In another aspect, the invention provides an AAV vector comprising a nucleic acid sequence comprising a 3' end portion of an ABCA4 CDS, wherein the 3 ' end portion of an ABCA4 CDS consists of a sequence having at least 90% (e.g. at least 90, 95, 96, 97, 98, 99, 99.1, 99.2, 99.3, 99.4, 99.5, 99.6, 99.7, 99.8, 99.9 or 100%) sequence identity to nucleotides 3598 to 6926 of SEQ ID NO: 1. In another aspect, the invention provides an AAV vector system for expressing a human ABCA4 protein in a target cell, the AAV vector system comprising a first AAV vector comprising a first nucleic acid sequence and a second AAV vector comprising a second nucleic acid sequence; wherein the first nucleic acid sequence comprises a 5' end portion of an ABCA4 coding sequence (CDS) and the second nucleic acid sequence comprises a 3' end portion of an ABCA4 CDS, and the 5' end portion and the 3' end portion together encompass the entire ABCA4 CDS; wherein the first nucleic acid sequence comprises a sequence having at least 90% (e.g. at least 90, 95, 96, 97, 98, 99, 99.1, 99.2, 99.3, 99.4, 99.5, 99.6, 99.7, 99.8, 99.9 or 100%) sequence identity to nucleotides 105 to 3597 of SEQ ID NO: 2; wherein the second nucleic acid sequence comprises a sequence having at least 90% (e.g. at least 90, 95, 96, 97, 98, 99, 99.1, 99.2, 99.3, 99.4, 99.5, 99.6, 99.7, 99.8, 99.9 or 100%) sequence identity to nucleotides 3806 to 6926 of SEQ ID NO: 2; wherein the first nucleic acid sequence and the second nucleic acid sequence each comprise a region of sequence overlap with the other; and wherein the region of sequence overlap comprises at least about 20 contiguous nucleotides of a nucleic acid sequence having at least 90% (e.g. at least 90, 95, 96, 97, 98, 99, 99.1, 99.2, 99.3, 99.4, 99.5, 99.6, 99.7, 99.8, 99.9 or 100%) sequence identity to nucleotides 3598 to 3805 of SEQ ID NO: 2.

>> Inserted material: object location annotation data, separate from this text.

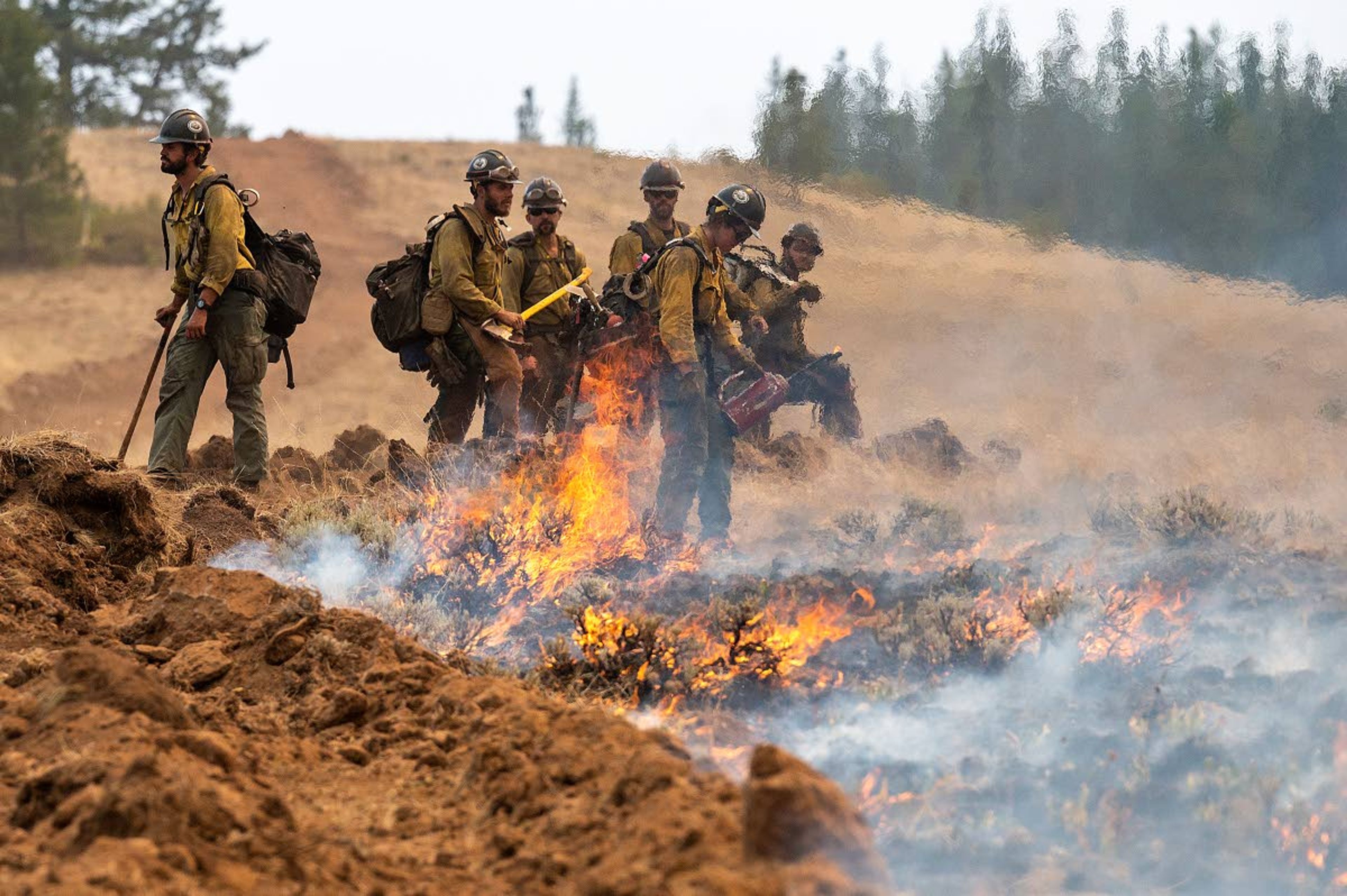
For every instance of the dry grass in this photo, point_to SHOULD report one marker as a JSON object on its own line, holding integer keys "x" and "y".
{"x": 1092, "y": 364}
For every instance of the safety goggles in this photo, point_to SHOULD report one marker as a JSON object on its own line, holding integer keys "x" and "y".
{"x": 503, "y": 173}
{"x": 538, "y": 194}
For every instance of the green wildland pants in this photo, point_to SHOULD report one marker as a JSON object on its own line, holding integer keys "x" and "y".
{"x": 235, "y": 339}
{"x": 698, "y": 455}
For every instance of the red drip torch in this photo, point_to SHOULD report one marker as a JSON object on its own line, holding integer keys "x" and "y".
{"x": 756, "y": 403}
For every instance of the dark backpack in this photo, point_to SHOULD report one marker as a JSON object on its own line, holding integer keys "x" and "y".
{"x": 290, "y": 267}
{"x": 398, "y": 287}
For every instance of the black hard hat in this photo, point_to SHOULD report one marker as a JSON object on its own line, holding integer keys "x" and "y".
{"x": 803, "y": 231}
{"x": 492, "y": 165}
{"x": 662, "y": 176}
{"x": 745, "y": 203}
{"x": 543, "y": 193}
{"x": 184, "y": 126}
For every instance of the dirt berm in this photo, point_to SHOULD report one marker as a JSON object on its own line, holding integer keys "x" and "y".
{"x": 188, "y": 729}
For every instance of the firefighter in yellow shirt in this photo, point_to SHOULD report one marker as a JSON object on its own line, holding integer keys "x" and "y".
{"x": 539, "y": 263}
{"x": 691, "y": 282}
{"x": 467, "y": 270}
{"x": 215, "y": 278}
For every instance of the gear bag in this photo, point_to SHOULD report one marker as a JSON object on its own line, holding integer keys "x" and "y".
{"x": 398, "y": 287}
{"x": 290, "y": 267}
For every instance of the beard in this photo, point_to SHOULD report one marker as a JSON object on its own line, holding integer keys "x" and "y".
{"x": 499, "y": 208}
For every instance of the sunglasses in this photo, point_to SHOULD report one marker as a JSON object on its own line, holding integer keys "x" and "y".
{"x": 539, "y": 193}
{"x": 500, "y": 173}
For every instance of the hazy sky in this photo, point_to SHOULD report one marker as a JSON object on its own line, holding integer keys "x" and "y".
{"x": 683, "y": 76}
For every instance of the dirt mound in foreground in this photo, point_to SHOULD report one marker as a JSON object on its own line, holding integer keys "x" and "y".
{"x": 209, "y": 731}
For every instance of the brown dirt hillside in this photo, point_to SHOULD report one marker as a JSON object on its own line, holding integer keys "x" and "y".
{"x": 1098, "y": 368}
{"x": 184, "y": 729}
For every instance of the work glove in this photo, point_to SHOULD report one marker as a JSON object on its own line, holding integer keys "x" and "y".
{"x": 807, "y": 293}
{"x": 744, "y": 363}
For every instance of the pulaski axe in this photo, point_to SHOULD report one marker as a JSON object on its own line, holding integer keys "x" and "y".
{"x": 507, "y": 335}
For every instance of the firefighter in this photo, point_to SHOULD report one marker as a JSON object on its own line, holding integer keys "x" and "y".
{"x": 467, "y": 270}
{"x": 539, "y": 263}
{"x": 691, "y": 282}
{"x": 778, "y": 293}
{"x": 661, "y": 186}
{"x": 215, "y": 279}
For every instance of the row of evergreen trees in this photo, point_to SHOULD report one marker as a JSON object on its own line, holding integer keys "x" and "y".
{"x": 1218, "y": 157}
{"x": 68, "y": 64}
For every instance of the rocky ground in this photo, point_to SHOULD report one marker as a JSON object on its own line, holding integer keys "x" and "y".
{"x": 174, "y": 728}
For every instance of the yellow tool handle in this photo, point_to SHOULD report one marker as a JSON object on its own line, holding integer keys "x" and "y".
{"x": 542, "y": 304}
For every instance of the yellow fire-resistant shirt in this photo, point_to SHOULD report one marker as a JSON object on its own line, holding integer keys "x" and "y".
{"x": 691, "y": 298}
{"x": 208, "y": 245}
{"x": 628, "y": 250}
{"x": 551, "y": 275}
{"x": 786, "y": 314}
{"x": 471, "y": 281}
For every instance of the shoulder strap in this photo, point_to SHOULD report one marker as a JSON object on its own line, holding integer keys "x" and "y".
{"x": 573, "y": 263}
{"x": 196, "y": 201}
{"x": 650, "y": 246}
{"x": 702, "y": 261}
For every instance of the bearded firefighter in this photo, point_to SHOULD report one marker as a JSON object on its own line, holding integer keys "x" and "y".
{"x": 691, "y": 283}
{"x": 467, "y": 269}
{"x": 539, "y": 263}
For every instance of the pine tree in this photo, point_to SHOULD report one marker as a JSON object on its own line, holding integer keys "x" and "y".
{"x": 578, "y": 130}
{"x": 37, "y": 182}
{"x": 527, "y": 115}
{"x": 135, "y": 61}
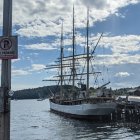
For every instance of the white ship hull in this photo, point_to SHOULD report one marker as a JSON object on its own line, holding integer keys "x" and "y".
{"x": 84, "y": 110}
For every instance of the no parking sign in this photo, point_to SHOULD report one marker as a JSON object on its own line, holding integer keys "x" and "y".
{"x": 8, "y": 47}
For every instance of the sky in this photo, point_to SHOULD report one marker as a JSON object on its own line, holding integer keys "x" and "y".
{"x": 38, "y": 26}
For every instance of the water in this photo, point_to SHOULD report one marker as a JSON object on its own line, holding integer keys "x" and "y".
{"x": 32, "y": 120}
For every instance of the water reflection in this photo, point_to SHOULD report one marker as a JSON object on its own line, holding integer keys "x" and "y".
{"x": 32, "y": 120}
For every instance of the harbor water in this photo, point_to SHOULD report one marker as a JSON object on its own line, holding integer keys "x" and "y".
{"x": 32, "y": 120}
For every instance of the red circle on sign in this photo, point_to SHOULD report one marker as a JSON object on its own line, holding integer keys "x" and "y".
{"x": 5, "y": 44}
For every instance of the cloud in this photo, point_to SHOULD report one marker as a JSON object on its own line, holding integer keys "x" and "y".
{"x": 42, "y": 18}
{"x": 19, "y": 72}
{"x": 37, "y": 67}
{"x": 122, "y": 74}
{"x": 42, "y": 46}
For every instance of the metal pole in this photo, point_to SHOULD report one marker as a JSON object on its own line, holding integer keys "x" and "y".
{"x": 6, "y": 74}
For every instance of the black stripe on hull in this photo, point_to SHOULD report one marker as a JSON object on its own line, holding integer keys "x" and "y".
{"x": 102, "y": 118}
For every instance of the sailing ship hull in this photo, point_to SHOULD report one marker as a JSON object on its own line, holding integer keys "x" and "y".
{"x": 85, "y": 111}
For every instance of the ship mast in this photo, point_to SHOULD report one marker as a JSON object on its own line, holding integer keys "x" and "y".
{"x": 73, "y": 55}
{"x": 87, "y": 52}
{"x": 61, "y": 62}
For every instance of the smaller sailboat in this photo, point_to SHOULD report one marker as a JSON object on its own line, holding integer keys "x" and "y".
{"x": 79, "y": 102}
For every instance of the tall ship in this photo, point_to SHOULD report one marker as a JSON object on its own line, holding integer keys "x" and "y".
{"x": 81, "y": 102}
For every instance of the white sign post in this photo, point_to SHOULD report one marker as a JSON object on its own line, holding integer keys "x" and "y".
{"x": 8, "y": 47}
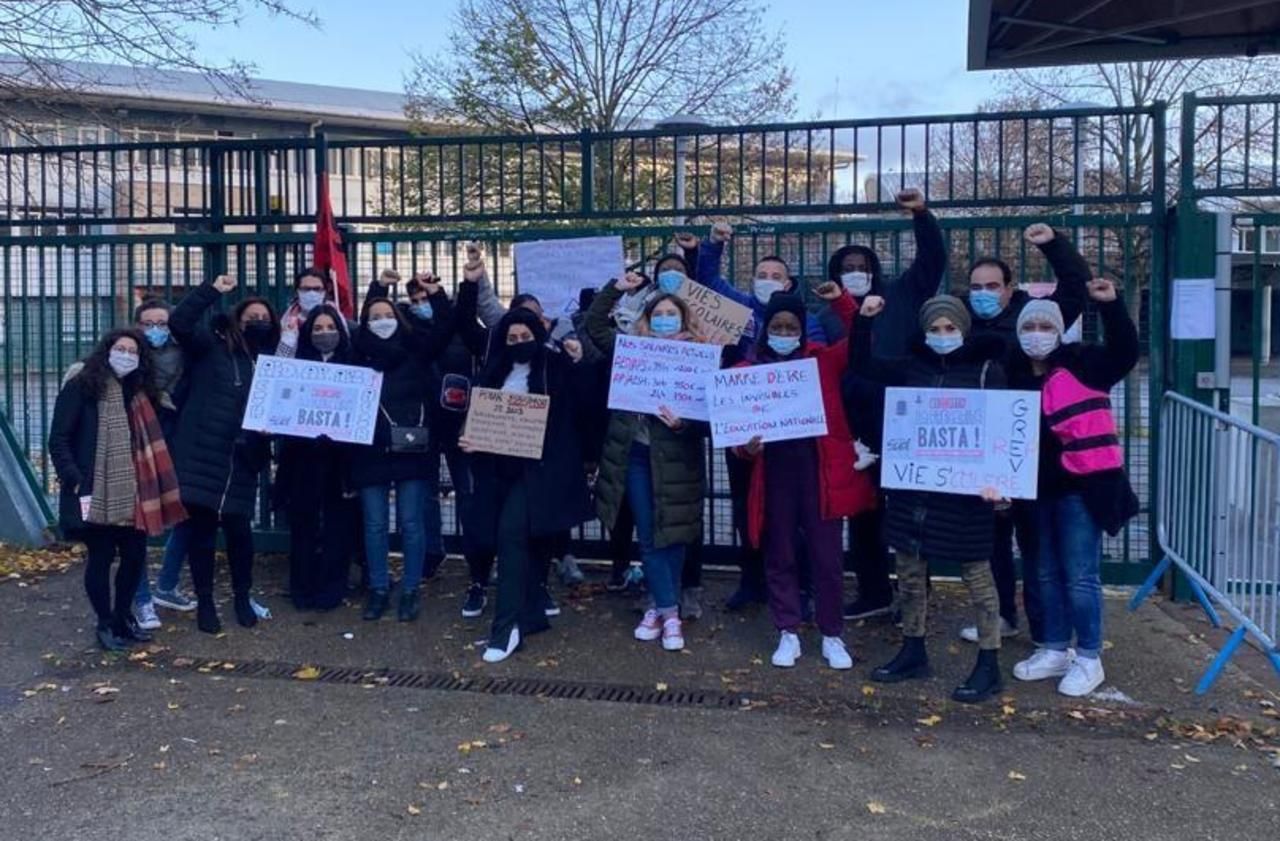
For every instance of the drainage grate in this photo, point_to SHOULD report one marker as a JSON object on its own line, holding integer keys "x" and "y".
{"x": 439, "y": 681}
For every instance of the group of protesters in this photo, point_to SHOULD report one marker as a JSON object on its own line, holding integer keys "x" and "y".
{"x": 147, "y": 439}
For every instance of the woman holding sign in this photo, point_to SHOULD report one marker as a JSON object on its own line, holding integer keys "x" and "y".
{"x": 924, "y": 526}
{"x": 657, "y": 467}
{"x": 807, "y": 487}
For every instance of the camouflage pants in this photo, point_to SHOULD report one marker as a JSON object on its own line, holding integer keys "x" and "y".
{"x": 913, "y": 583}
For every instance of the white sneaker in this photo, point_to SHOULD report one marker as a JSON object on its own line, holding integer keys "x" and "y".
{"x": 1084, "y": 676}
{"x": 837, "y": 656}
{"x": 787, "y": 650}
{"x": 145, "y": 615}
{"x": 969, "y": 634}
{"x": 1043, "y": 663}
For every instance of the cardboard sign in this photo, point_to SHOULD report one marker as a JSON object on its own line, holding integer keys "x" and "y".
{"x": 960, "y": 440}
{"x": 720, "y": 320}
{"x": 554, "y": 270}
{"x": 507, "y": 423}
{"x": 777, "y": 402}
{"x": 649, "y": 374}
{"x": 309, "y": 398}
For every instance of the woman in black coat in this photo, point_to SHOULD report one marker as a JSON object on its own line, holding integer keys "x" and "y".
{"x": 926, "y": 526}
{"x": 385, "y": 342}
{"x": 521, "y": 503}
{"x": 311, "y": 484}
{"x": 219, "y": 462}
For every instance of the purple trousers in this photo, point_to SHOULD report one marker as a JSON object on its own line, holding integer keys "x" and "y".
{"x": 792, "y": 513}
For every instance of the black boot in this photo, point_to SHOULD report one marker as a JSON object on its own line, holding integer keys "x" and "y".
{"x": 375, "y": 606}
{"x": 983, "y": 681}
{"x": 910, "y": 662}
{"x": 408, "y": 606}
{"x": 245, "y": 612}
{"x": 206, "y": 615}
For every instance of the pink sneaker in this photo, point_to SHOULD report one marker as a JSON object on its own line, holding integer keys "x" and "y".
{"x": 649, "y": 627}
{"x": 672, "y": 635}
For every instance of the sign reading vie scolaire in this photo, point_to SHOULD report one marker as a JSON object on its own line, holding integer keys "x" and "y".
{"x": 961, "y": 440}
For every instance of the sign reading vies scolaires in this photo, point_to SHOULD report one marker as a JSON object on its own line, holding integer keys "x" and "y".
{"x": 310, "y": 398}
{"x": 776, "y": 402}
{"x": 649, "y": 374}
{"x": 960, "y": 440}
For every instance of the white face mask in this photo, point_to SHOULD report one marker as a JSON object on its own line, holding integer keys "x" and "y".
{"x": 764, "y": 288}
{"x": 1038, "y": 344}
{"x": 858, "y": 283}
{"x": 122, "y": 362}
{"x": 383, "y": 328}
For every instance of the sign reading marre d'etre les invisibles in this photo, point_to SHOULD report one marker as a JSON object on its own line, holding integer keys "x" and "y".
{"x": 961, "y": 440}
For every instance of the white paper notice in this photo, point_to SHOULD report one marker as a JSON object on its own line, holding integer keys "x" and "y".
{"x": 1193, "y": 315}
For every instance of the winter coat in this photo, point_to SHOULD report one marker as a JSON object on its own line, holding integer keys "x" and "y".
{"x": 676, "y": 457}
{"x": 937, "y": 526}
{"x": 218, "y": 462}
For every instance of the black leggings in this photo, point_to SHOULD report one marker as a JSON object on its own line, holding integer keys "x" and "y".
{"x": 238, "y": 535}
{"x": 103, "y": 544}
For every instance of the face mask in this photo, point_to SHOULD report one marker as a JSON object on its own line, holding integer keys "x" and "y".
{"x": 986, "y": 304}
{"x": 1038, "y": 344}
{"x": 764, "y": 288}
{"x": 325, "y": 342}
{"x": 122, "y": 362}
{"x": 664, "y": 324}
{"x": 670, "y": 280}
{"x": 383, "y": 328}
{"x": 858, "y": 283}
{"x": 156, "y": 336}
{"x": 784, "y": 344}
{"x": 310, "y": 300}
{"x": 522, "y": 353}
{"x": 944, "y": 344}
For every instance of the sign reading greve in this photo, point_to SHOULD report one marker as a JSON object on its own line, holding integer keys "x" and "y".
{"x": 507, "y": 423}
{"x": 309, "y": 398}
{"x": 961, "y": 440}
{"x": 720, "y": 320}
{"x": 776, "y": 402}
{"x": 649, "y": 374}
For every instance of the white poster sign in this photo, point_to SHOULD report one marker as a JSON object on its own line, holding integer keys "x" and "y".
{"x": 960, "y": 440}
{"x": 309, "y": 398}
{"x": 776, "y": 402}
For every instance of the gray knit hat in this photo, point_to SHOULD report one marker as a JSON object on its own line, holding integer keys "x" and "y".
{"x": 1042, "y": 310}
{"x": 951, "y": 307}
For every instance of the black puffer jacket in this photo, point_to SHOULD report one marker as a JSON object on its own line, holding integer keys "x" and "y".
{"x": 218, "y": 462}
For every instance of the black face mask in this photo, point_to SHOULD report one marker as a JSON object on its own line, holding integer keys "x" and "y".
{"x": 524, "y": 352}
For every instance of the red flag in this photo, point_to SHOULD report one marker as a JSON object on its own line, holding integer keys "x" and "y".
{"x": 329, "y": 255}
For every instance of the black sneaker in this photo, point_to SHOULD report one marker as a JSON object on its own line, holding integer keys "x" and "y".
{"x": 476, "y": 599}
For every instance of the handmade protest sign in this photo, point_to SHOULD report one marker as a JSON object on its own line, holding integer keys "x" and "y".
{"x": 961, "y": 440}
{"x": 310, "y": 398}
{"x": 718, "y": 320}
{"x": 554, "y": 270}
{"x": 507, "y": 423}
{"x": 649, "y": 374}
{"x": 776, "y": 402}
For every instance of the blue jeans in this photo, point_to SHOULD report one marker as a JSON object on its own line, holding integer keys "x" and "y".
{"x": 662, "y": 567}
{"x": 174, "y": 556}
{"x": 1070, "y": 575}
{"x": 375, "y": 502}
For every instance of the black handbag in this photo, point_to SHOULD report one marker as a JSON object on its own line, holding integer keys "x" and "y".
{"x": 407, "y": 439}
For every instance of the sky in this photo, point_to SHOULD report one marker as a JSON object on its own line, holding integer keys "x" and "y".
{"x": 850, "y": 58}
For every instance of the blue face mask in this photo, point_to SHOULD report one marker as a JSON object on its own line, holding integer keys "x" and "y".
{"x": 986, "y": 304}
{"x": 156, "y": 336}
{"x": 944, "y": 344}
{"x": 670, "y": 280}
{"x": 664, "y": 324}
{"x": 784, "y": 344}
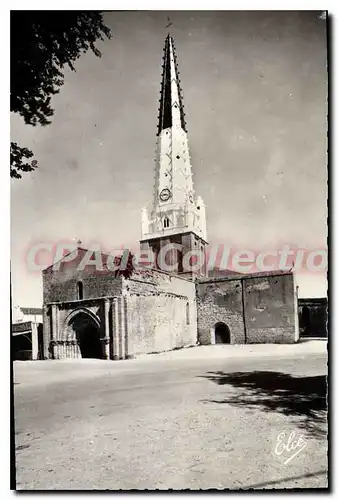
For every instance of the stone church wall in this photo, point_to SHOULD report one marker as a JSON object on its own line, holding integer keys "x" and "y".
{"x": 157, "y": 323}
{"x": 257, "y": 309}
{"x": 59, "y": 286}
{"x": 157, "y": 285}
{"x": 219, "y": 301}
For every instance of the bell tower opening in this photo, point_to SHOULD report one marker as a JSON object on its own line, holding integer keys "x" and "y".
{"x": 176, "y": 214}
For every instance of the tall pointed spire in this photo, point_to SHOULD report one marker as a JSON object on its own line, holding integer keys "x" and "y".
{"x": 177, "y": 214}
{"x": 171, "y": 102}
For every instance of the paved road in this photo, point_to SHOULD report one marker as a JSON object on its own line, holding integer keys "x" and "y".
{"x": 171, "y": 423}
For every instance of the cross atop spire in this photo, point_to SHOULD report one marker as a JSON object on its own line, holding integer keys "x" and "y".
{"x": 171, "y": 102}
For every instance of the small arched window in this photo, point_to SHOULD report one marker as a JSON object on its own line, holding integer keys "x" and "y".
{"x": 79, "y": 290}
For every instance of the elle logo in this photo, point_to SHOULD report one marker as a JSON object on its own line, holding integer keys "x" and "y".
{"x": 292, "y": 445}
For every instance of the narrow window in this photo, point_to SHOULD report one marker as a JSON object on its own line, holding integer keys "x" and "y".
{"x": 80, "y": 290}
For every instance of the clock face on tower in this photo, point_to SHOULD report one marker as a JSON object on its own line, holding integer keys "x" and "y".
{"x": 165, "y": 194}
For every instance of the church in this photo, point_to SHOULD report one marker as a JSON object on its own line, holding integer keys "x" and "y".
{"x": 119, "y": 314}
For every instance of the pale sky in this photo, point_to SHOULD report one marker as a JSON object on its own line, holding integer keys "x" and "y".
{"x": 254, "y": 89}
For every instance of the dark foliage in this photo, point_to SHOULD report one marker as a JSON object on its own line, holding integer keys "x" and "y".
{"x": 274, "y": 391}
{"x": 42, "y": 44}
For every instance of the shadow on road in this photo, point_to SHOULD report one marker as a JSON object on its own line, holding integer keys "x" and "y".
{"x": 278, "y": 392}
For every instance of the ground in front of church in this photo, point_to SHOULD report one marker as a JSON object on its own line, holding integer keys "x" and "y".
{"x": 200, "y": 418}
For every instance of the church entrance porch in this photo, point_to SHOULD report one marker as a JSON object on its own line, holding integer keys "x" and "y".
{"x": 222, "y": 333}
{"x": 87, "y": 334}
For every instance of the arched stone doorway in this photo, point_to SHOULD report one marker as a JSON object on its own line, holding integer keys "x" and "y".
{"x": 222, "y": 333}
{"x": 87, "y": 332}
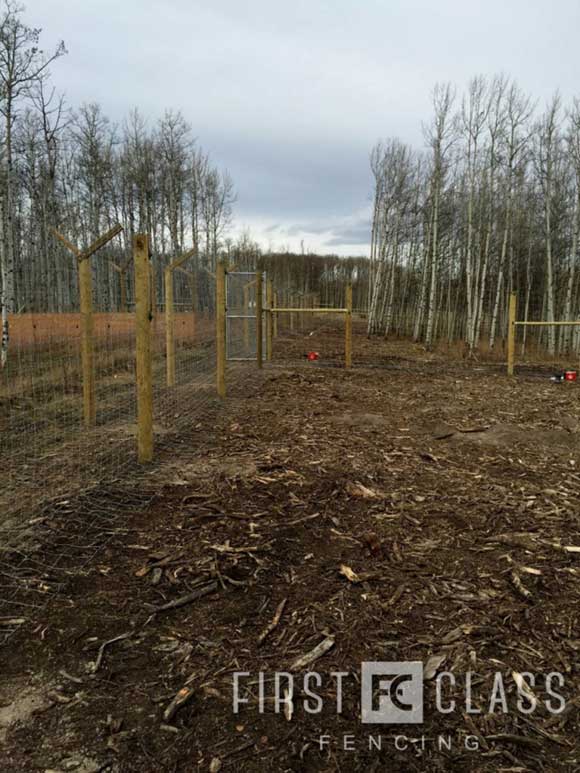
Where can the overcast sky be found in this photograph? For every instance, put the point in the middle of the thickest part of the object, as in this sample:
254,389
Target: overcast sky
290,95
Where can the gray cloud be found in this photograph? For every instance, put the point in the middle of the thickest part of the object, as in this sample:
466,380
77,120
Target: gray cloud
291,96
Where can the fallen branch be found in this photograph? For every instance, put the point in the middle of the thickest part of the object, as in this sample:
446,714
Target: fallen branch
189,597
180,699
275,620
320,650
105,644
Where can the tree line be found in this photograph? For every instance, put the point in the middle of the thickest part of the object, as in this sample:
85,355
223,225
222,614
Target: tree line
491,206
78,172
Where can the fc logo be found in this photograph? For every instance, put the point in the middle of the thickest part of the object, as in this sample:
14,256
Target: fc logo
392,693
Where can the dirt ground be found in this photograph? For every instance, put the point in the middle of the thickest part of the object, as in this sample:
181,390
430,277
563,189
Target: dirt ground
411,509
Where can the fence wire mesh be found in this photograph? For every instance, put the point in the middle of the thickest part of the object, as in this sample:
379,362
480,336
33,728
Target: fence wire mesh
241,306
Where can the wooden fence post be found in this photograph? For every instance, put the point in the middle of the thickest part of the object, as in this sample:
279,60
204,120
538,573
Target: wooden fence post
169,328
348,328
87,341
259,319
194,302
269,318
511,333
143,317
246,320
221,328
123,282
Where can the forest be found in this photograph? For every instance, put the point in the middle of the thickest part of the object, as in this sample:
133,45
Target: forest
490,206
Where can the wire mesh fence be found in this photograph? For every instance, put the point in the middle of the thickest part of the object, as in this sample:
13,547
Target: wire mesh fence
241,316
47,450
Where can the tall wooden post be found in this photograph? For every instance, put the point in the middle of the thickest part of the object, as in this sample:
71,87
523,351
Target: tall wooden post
511,333
246,319
169,328
153,288
259,319
269,323
194,302
221,328
123,283
348,328
143,314
87,341
275,318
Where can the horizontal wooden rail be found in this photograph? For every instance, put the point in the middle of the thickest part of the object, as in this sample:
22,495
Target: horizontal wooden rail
551,324
276,310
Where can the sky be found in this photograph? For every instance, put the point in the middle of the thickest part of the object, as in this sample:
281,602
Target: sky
290,96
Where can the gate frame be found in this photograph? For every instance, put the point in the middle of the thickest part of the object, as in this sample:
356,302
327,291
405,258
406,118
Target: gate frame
513,323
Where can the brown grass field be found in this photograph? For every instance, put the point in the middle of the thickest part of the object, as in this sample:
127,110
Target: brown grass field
447,490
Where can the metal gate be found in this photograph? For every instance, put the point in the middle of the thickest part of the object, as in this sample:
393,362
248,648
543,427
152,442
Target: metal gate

In another aspect, the invention provides an AAV vector system for expressing a human ABCA4 protein in a target cell, the AAV vector system comprising a first AAV vector comprising a first nucleic acid sequence and a second AAV vector comprising a second nucleic acid sequence, wherein the first nucleic acid sequence comprises a 5' end portion of an ABCA4 coding sequence (CDS) and the second nucleic acid sequence comprises a 3' end portion of an ABCA4 CDS, and the 5' end portion and the 3' end portion together encompass the entire ABCA4 CDS; wherein the 5' end portion of an ABCA4 CDS consists of a sequence having at least 90% (e.g. at least 90, 95, 96, 97, 98, 99, 99.1, 99.2, 99.3, 99.4, 99.5, 99.6, 99.7, 99.8, 99.9 or 100%) sequence identity to nucleotides 105 to 3805 of SEQ ID NO: 2, and wherein the 3' end portion of an ABCA4 CDS consists of a sequence having at least 90% (e.g. at least 90, 95, 96, 97, 98, 99, 99.1, 99.2, 99.3, 99.4, 99.5, 99.6, 99.7, 99.8, 99.9 or 100%) sequence identity to nucleotides 3598 to 6926 of SEQ ID NO: 2. In another aspect, the invention provides an AAV vector comprising a nucleic acid sequence comprising a 5' end portion of an ABCA4 CDS, wherein the 5' end portion of an ABCA4 CDS consists of a sequence having at least 90% (e.g. at least 90, 95, 96, 97, 98, 99, 99.1, 99.2, 99.3, 99.4, 99.5, 99.6, 99.7, 99.8, 99.9 or 100%) sequence identity to nucleotides 105 to 3805 of SEQ ID NO: 2.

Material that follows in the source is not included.